Indeed, a major thrust of Looting Africa is to connect the work of quite diverse authors around the world — liberally quoting from their writings — and weave their insights into a profile of the ongoing exploitation of Africa. In so doing, Looting Africa approaches its subject with a telescope rather than microscope — it covers vast territory, seriously, but without detailed discussion.

Encapsulated, Bond’s argument is that imperialism persists: Global structures of economic domination facilitate the theft of Africa’s resources, so that the rich countries grow richer from African wealth, while the vast majority of Africans grow poorer. He insists as well on the importance of national elites in directing, supporting and maintaining those structures within their borders. Overwhelmingly, he argues, African political elites absorb pressure from below, and maintain economic structures that entrench exploitation (while also benefiting a narrow African economic elite).

On the global scale, Bond says the mechanisms of exploitation are those familiar to readers of Multinational Monitor. These include the structural adjustment policies (among them, privatization, deregulation, removal of currency controls) of the International Monetary Fund (IMF) and World Bank; multinational corporate extraction of resource wealth; unfair trade rules that leave poor countries unable to defend their national productive base.

One important nugget he highlights is a World Bank report, “Where is the Wealth of Nations,” which reassesses the benefits of export-reliant strategies by looking at the impact of natural resource depletion — and concludes that Africa suffers enormously from relying on exports of primary resources.

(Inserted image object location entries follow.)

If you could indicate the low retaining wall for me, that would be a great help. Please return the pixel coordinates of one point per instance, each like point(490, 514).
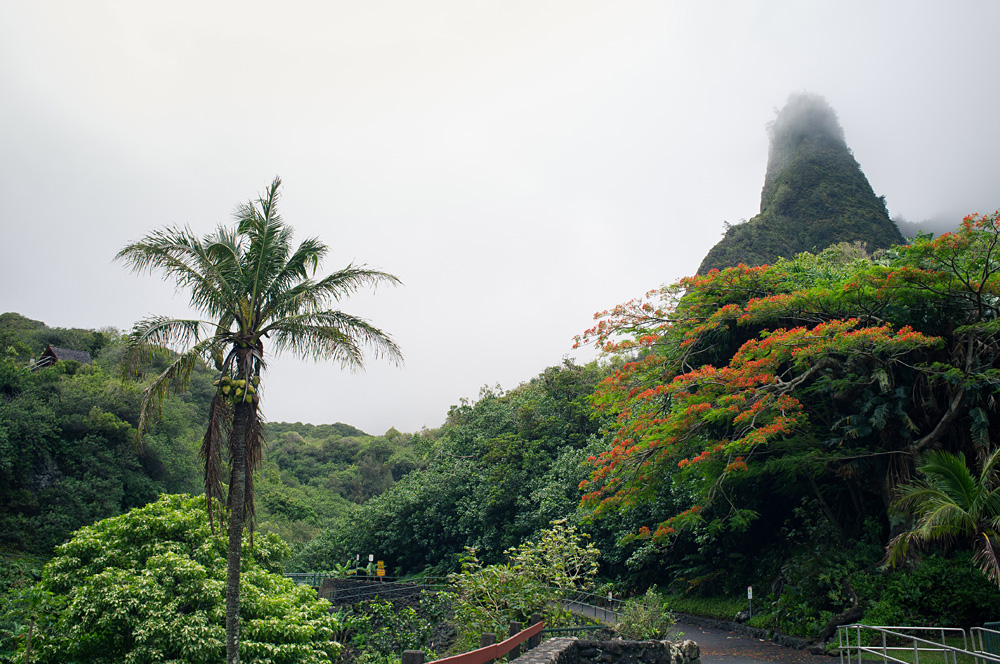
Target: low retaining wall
point(577, 651)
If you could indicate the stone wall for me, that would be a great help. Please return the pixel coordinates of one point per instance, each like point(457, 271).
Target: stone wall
point(577, 651)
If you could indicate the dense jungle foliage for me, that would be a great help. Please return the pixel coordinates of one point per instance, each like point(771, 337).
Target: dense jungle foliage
point(765, 426)
point(68, 455)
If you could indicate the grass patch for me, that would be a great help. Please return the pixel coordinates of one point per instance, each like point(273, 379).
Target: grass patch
point(720, 608)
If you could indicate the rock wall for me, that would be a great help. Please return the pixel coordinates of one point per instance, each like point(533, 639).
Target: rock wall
point(576, 651)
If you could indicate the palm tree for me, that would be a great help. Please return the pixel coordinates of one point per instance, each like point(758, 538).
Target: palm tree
point(951, 503)
point(252, 287)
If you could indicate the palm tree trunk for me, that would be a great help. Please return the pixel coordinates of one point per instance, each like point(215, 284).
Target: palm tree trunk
point(237, 502)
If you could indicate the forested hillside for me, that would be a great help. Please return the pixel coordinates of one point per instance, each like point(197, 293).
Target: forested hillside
point(68, 454)
point(814, 194)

The losses are two-fold — first, exploited and not replaced (or irreplaceable) resources reduce a country’s capital stock; and second, the pollution and environmental degradation so typically associated with resource exploitation exact a heavy toll.

A key subtheme of Looting Africa is that the charitable efforts of many global NGOs and rock stars like Bono and Bob Geldof (through efforts such as the rock concert-embellished campaigning to “Make Poverty History”) are fundamentally misguided. Bond insists that the claimed benefits of these efforts are vastly overstated — and, even more importantly, that the efforts to make the global economy work for Africa ignore how the rules of the global economy are actually central to Africa’s problems. Regarding aid, he cites an Action Aid report, for example, that suggests less than half of claimed aid for Africa actually reaches poor people. On trade, citing the World Bank report, he explains that much of what Africa trades actually impoverishes the subcontinent; and he contends that opening to trade has devastated African manufacturers. Opening to foreign investment has been chimerical as well — most new foreign investment is directed to oil, and financial deregulation has facilitated capital flight.

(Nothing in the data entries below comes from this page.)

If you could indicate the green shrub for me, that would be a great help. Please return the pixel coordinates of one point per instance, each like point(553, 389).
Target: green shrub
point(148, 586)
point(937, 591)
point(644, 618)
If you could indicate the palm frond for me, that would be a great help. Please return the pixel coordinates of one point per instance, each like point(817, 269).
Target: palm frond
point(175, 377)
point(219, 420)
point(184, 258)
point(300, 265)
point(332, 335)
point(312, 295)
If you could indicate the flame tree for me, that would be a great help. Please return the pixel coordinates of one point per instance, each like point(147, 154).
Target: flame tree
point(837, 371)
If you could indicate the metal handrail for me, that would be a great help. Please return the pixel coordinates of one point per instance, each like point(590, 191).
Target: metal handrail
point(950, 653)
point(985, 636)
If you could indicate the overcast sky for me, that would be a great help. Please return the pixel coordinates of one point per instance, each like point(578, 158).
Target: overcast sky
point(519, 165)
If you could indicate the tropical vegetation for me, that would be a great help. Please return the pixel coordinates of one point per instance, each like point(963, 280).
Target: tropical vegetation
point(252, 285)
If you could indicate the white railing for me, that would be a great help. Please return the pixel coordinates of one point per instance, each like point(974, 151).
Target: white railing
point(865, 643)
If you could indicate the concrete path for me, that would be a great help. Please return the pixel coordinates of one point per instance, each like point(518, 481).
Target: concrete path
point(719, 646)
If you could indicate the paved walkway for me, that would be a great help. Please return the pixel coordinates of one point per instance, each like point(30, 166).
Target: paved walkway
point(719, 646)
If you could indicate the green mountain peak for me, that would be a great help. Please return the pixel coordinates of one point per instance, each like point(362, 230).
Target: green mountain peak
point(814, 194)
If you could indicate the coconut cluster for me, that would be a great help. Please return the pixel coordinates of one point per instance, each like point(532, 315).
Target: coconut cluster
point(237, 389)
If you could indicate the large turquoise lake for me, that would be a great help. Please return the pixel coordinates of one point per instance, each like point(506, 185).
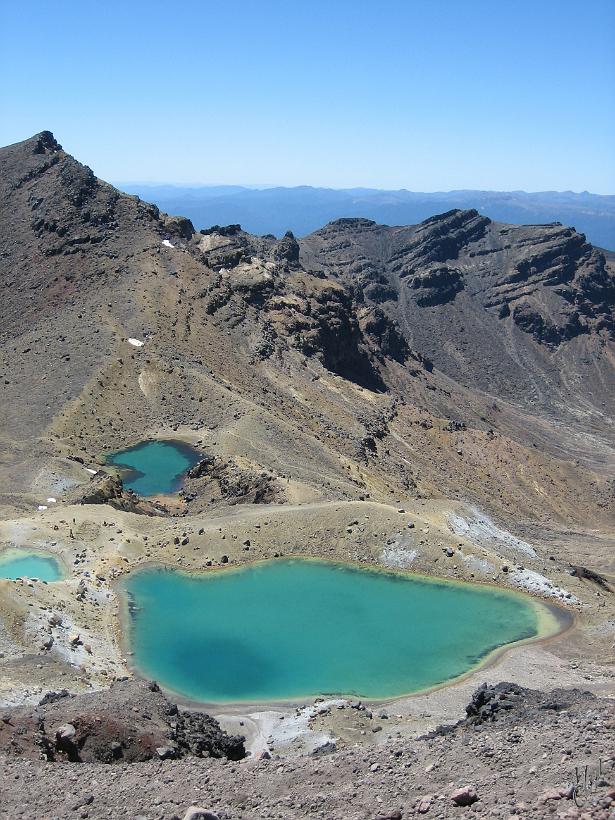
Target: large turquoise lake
point(155, 467)
point(17, 563)
point(296, 628)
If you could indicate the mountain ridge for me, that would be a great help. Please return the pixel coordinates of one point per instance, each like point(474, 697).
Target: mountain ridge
point(303, 209)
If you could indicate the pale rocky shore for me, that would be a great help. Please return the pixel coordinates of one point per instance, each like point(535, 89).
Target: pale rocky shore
point(434, 399)
point(516, 754)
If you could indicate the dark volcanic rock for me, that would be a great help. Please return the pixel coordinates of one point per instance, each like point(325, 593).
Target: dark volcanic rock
point(129, 723)
point(107, 489)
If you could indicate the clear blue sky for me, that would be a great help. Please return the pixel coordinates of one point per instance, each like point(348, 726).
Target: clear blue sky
point(422, 94)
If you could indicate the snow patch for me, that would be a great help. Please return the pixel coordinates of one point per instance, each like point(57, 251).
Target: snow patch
point(397, 557)
point(532, 581)
point(478, 564)
point(481, 530)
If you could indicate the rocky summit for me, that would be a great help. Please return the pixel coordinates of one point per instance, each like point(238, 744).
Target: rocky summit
point(437, 398)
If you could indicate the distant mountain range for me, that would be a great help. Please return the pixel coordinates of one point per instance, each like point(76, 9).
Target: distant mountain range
point(305, 209)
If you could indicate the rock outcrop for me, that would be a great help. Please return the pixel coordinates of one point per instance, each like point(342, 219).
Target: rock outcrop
point(129, 723)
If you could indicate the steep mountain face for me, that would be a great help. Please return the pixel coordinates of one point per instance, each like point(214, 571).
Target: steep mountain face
point(523, 312)
point(304, 209)
point(361, 360)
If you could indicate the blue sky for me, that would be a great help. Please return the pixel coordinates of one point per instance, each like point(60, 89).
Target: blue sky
point(421, 94)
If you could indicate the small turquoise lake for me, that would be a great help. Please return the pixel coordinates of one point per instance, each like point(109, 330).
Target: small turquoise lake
point(16, 563)
point(297, 628)
point(154, 467)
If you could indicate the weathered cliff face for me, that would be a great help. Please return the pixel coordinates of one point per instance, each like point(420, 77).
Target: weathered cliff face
point(317, 361)
point(494, 306)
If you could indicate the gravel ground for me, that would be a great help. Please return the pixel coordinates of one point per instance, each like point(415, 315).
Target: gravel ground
point(516, 752)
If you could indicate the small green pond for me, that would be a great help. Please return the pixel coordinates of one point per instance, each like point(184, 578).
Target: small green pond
point(295, 628)
point(155, 467)
point(17, 563)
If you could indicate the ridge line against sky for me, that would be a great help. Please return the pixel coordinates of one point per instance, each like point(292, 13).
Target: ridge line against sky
point(204, 186)
point(426, 95)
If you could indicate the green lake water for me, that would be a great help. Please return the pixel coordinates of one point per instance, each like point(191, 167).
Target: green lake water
point(296, 628)
point(24, 564)
point(155, 467)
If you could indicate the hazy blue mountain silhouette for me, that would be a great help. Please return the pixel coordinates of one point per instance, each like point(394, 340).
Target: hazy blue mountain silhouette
point(305, 209)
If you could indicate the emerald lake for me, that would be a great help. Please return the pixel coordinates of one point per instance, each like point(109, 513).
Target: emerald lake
point(154, 467)
point(18, 563)
point(296, 628)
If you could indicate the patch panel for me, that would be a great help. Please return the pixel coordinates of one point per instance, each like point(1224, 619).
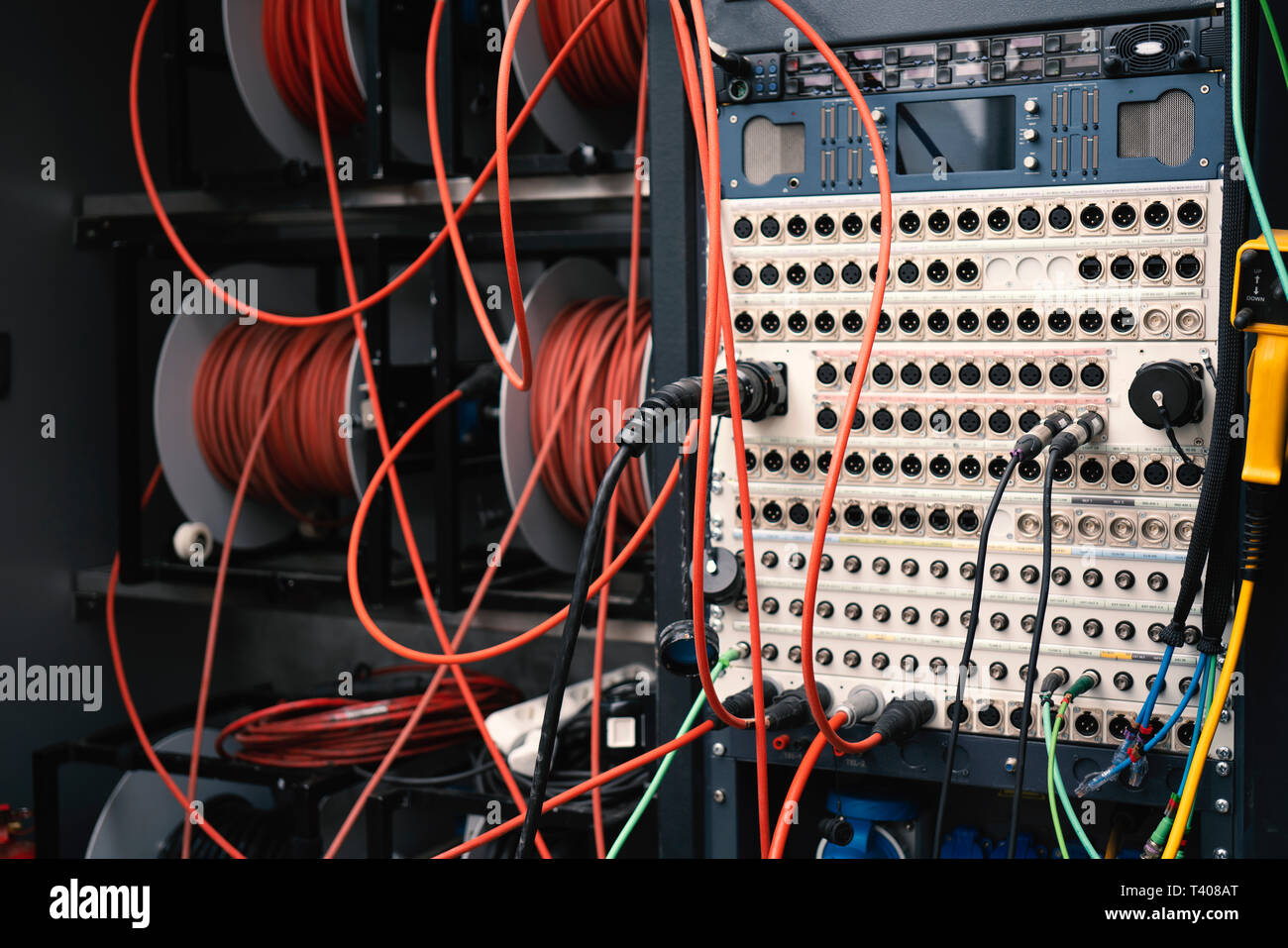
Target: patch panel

Dismissive of Make Poverty History and associated efforts, Bond places great hope in the efforts of radical grassroots initiatives. Contrasted to Latin America, Bond acknowledges that African popular movements have had relatively little effect in altering macroeconomic policies. But he sees hope in the national and global campaigns of growing power and considerable success around specific issues: to overcome the patent monopolies of drug companies on AIDS and other drugs; to keep biotech seeds out of Africa; to stop sale of blood diamonds; to protest World Bank-backed dams in Lesotho and Uganda; and to question Firestone’s exploitation of Liberia, among other cases.

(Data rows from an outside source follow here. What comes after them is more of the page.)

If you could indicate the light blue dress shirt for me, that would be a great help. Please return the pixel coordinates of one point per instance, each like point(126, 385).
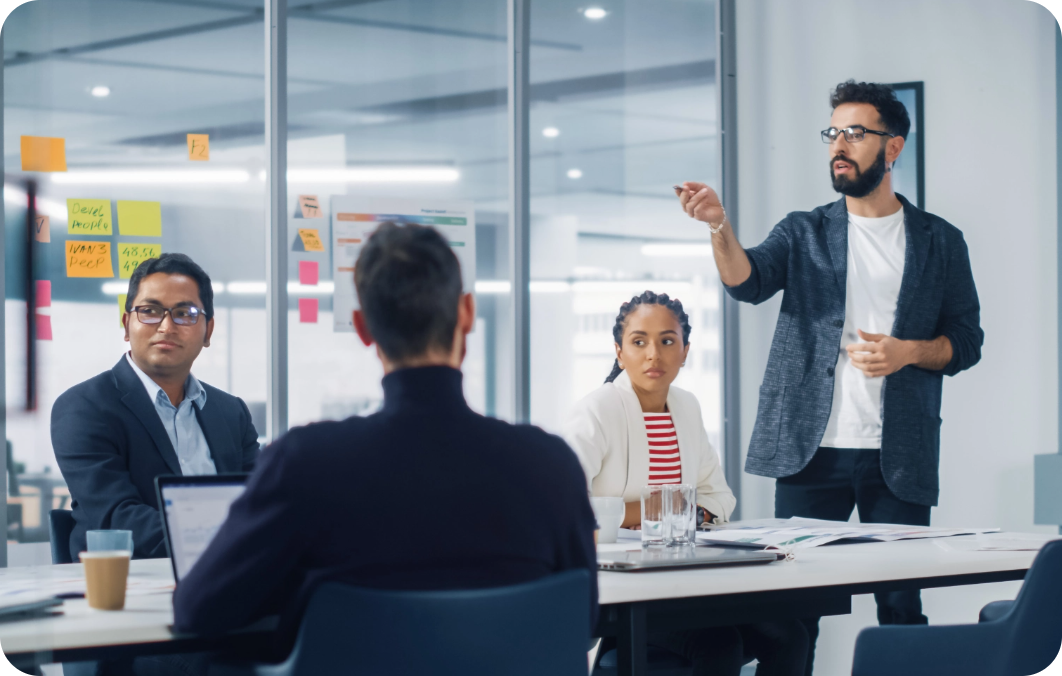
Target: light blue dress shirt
point(181, 423)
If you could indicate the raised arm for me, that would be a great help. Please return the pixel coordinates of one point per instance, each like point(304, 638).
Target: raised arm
point(98, 475)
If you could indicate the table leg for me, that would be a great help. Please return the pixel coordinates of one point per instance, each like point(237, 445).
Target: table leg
point(631, 641)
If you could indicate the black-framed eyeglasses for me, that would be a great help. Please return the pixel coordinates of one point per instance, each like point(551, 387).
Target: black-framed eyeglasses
point(183, 315)
point(852, 134)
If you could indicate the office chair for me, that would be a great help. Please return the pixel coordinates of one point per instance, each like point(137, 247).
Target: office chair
point(60, 526)
point(527, 629)
point(1014, 639)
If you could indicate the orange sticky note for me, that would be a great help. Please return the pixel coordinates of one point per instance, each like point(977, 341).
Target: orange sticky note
point(88, 259)
point(43, 228)
point(308, 310)
point(44, 327)
point(44, 153)
point(308, 273)
point(311, 241)
point(309, 206)
point(44, 293)
point(199, 146)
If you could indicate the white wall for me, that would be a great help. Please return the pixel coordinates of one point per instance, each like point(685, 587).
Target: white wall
point(990, 131)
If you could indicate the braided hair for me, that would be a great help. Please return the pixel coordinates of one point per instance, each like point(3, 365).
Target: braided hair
point(647, 298)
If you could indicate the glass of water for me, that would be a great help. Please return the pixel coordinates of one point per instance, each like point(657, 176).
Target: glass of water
point(680, 515)
point(652, 516)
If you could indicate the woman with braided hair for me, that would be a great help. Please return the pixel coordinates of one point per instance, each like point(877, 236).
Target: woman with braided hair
point(638, 430)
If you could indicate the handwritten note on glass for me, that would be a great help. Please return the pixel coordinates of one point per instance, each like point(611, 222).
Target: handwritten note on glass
point(88, 217)
point(199, 146)
point(132, 255)
point(309, 207)
point(139, 219)
point(311, 240)
point(43, 228)
point(43, 153)
point(88, 259)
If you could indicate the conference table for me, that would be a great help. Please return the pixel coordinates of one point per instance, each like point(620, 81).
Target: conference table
point(818, 582)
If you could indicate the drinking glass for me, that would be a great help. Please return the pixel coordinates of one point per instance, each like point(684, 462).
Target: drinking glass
point(109, 540)
point(652, 516)
point(680, 515)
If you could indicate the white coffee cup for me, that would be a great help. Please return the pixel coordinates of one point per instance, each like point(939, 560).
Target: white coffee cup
point(609, 513)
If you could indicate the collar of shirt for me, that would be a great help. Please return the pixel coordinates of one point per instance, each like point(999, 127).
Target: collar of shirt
point(194, 392)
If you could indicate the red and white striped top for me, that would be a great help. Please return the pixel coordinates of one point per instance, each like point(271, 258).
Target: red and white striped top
point(665, 465)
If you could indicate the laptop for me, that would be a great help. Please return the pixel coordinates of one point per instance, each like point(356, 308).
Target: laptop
point(193, 508)
point(682, 557)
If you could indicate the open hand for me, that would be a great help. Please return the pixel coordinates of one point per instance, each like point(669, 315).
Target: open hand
point(701, 202)
point(878, 354)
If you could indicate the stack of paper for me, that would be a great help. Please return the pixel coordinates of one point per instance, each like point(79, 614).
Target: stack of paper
point(804, 533)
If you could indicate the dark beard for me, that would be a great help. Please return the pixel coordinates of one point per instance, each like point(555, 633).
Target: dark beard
point(864, 183)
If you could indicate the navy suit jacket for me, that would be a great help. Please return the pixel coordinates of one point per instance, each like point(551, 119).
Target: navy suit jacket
point(423, 495)
point(110, 445)
point(806, 256)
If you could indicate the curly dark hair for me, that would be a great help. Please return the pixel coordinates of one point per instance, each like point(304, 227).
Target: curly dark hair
point(881, 97)
point(647, 298)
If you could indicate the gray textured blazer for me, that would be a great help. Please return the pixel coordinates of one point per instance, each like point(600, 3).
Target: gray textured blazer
point(806, 256)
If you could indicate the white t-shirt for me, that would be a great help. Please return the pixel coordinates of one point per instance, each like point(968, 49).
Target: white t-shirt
point(876, 248)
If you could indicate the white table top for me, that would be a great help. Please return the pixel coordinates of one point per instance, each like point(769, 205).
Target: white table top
point(149, 612)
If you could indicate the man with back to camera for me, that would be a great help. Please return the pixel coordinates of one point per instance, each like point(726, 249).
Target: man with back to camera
point(148, 416)
point(340, 501)
point(879, 305)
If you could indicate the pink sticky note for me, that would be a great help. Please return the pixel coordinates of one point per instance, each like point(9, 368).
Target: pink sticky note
point(44, 327)
point(308, 273)
point(44, 293)
point(308, 310)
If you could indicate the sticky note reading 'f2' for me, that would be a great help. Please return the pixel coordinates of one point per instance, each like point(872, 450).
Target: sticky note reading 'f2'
point(132, 255)
point(88, 217)
point(88, 259)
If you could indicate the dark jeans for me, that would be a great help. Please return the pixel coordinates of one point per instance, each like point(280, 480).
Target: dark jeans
point(780, 646)
point(833, 483)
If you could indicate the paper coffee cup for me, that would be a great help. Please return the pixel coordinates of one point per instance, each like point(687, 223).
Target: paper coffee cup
point(105, 575)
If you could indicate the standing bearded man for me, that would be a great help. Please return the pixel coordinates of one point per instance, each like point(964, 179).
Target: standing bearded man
point(879, 305)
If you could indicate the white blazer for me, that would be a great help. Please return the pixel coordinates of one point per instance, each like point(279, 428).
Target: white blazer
point(607, 432)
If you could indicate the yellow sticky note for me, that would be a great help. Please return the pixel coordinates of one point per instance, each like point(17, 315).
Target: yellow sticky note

Taking state power — or at least more significantly affecting how it is deployed — and constructing a more just social order remains aspirational. Still, Bond has hope for — and denies there is any meaningful alternative to — “the self-activity of progressive Africans themselves, in their campaigns and declarations, their struggles — sometimes victorious but still mainly frustrated — and their hunger for an Africa finally able to throw off the chains of an exploitative world economy and power elite who treat the continent without respect.”